Patricia Highsmith: The Perfect Little Lady

Patricia Highsmith: The Perfect Little Lady

Synopsis: The Perfect Little Lady is a short story by Patricia Highsmith, published in 1975 in the collection Kleine Geschichtgen für Weiberfeinde. It tells the story of Theadora, a girl who, from birth, is considered a model of perfection. She is always impeccable, polite, and charming and embodies elegance and good manners. However, her reserved nature keeps her from other children, who view her suspiciously. While the others play and have fun, Theadora forges her path in a world that does not always accept her.

Patricia Highsmith: The Perfect Little Lady

The Perfect Little Lady

Patricia Highsmith
(Full story)

Theadora, or Thea as she was called, was the perfect little lady born. Everyone said that who had seen her from her first months of life, when she was being wheeled about in her white satin-lined pram. She slept when she should have slept. Then she woke and smiled at strangers. She almost never wet her diapers. She was the easiest child in the world to toilet-train, and she learned to speak remarkably early. Next came reading when she was hardly two. And always she showed good manners. At three, she began to curtsy on being introduced to people. Her mother taught her this, of course, but Thea took to etiquette like a duck to water.

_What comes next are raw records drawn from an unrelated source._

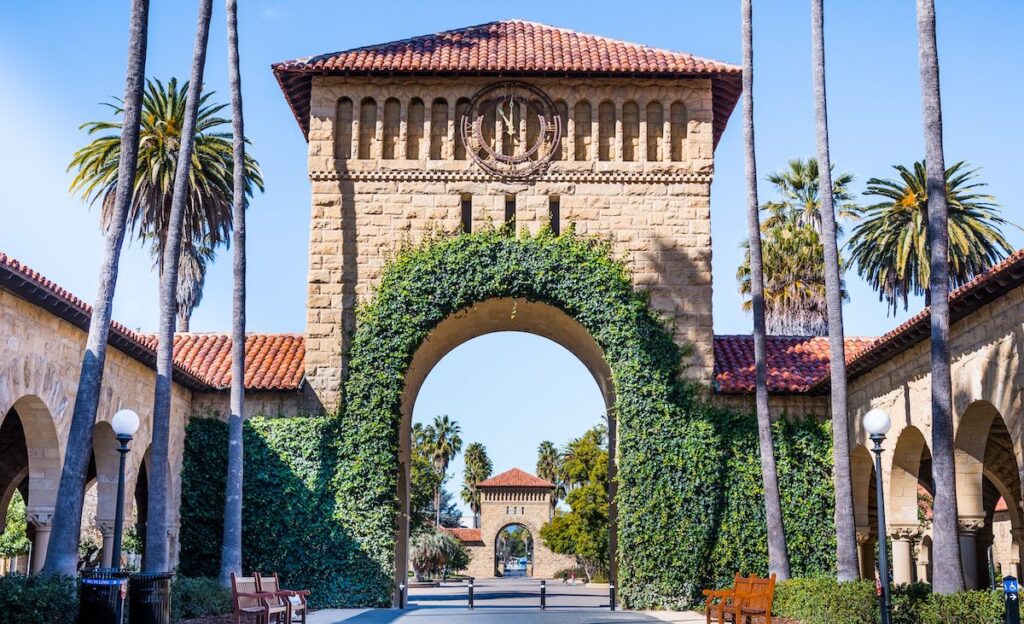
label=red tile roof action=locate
[441,527,483,544]
[714,335,873,394]
[273,19,742,144]
[476,468,555,489]
[0,252,305,390]
[811,249,1024,389]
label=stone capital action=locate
[958,517,985,537]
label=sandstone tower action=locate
[273,20,740,409]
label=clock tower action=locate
[273,20,740,409]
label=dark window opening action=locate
[462,195,473,234]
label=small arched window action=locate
[623,101,640,162]
[334,97,352,159]
[669,101,686,162]
[359,97,377,159]
[430,97,447,160]
[597,99,615,160]
[573,99,593,160]
[647,101,665,162]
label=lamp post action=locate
[111,410,138,570]
[863,408,892,624]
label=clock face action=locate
[460,82,562,178]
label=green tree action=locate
[0,490,31,558]
[740,0,790,580]
[537,440,565,507]
[422,414,462,527]
[811,0,859,582]
[462,442,495,528]
[761,157,857,234]
[847,161,1013,313]
[43,0,150,576]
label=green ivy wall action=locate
[181,230,835,609]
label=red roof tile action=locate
[0,252,305,390]
[714,335,873,394]
[273,19,742,143]
[476,468,555,489]
[441,527,483,544]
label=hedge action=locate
[181,230,835,609]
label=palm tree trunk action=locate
[145,0,213,572]
[918,0,964,593]
[811,0,860,583]
[741,0,790,580]
[220,0,246,587]
[43,0,150,575]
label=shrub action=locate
[772,578,879,624]
[0,574,78,624]
[171,576,231,622]
[915,591,1005,624]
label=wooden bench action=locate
[231,572,292,624]
[703,574,775,624]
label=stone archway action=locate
[395,298,617,583]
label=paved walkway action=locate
[309,578,703,624]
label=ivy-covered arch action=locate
[336,230,720,602]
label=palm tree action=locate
[811,0,859,583]
[848,159,1013,313]
[462,442,495,529]
[537,440,565,507]
[43,0,150,576]
[143,0,213,572]
[736,216,846,336]
[423,414,462,528]
[740,0,790,580]
[918,0,964,593]
[761,158,857,234]
[217,0,248,587]
[69,78,263,331]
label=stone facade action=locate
[466,477,577,579]
[306,76,714,407]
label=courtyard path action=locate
[309,578,703,624]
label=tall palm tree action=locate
[423,414,462,528]
[462,442,495,529]
[847,159,1013,313]
[537,440,565,507]
[143,0,213,572]
[220,0,248,587]
[761,155,857,234]
[918,0,964,593]
[43,0,150,576]
[811,0,859,583]
[736,215,846,336]
[740,0,790,580]
[69,78,263,331]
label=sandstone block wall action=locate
[306,77,713,408]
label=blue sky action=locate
[0,0,1024,516]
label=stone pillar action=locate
[26,508,53,574]
[889,527,919,585]
[914,540,932,583]
[857,527,874,580]
[96,518,115,568]
[959,518,985,590]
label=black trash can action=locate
[128,572,174,624]
[78,568,128,624]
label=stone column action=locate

‘Thank you, I had a lovely time,’ she was saying glibly at four, dropping a farewell curtsy, on departing from children’s parties. She would return home with her little starched dress as neat and clean as when she had put it on. She took great care of her hair and nails. She was never dirty, and she watched other children running and playing, making mud pies, falling and skinning their knees, and she thought them utterly silly. Thea was an only child. Other mothers, more harassed than Thea’s mother, with two or three offspring to look after, praised Thea’s obedience and neatness, and Thea loved this. Thea basked also in the praise she got from her own mother. Thea and her mother adored each other.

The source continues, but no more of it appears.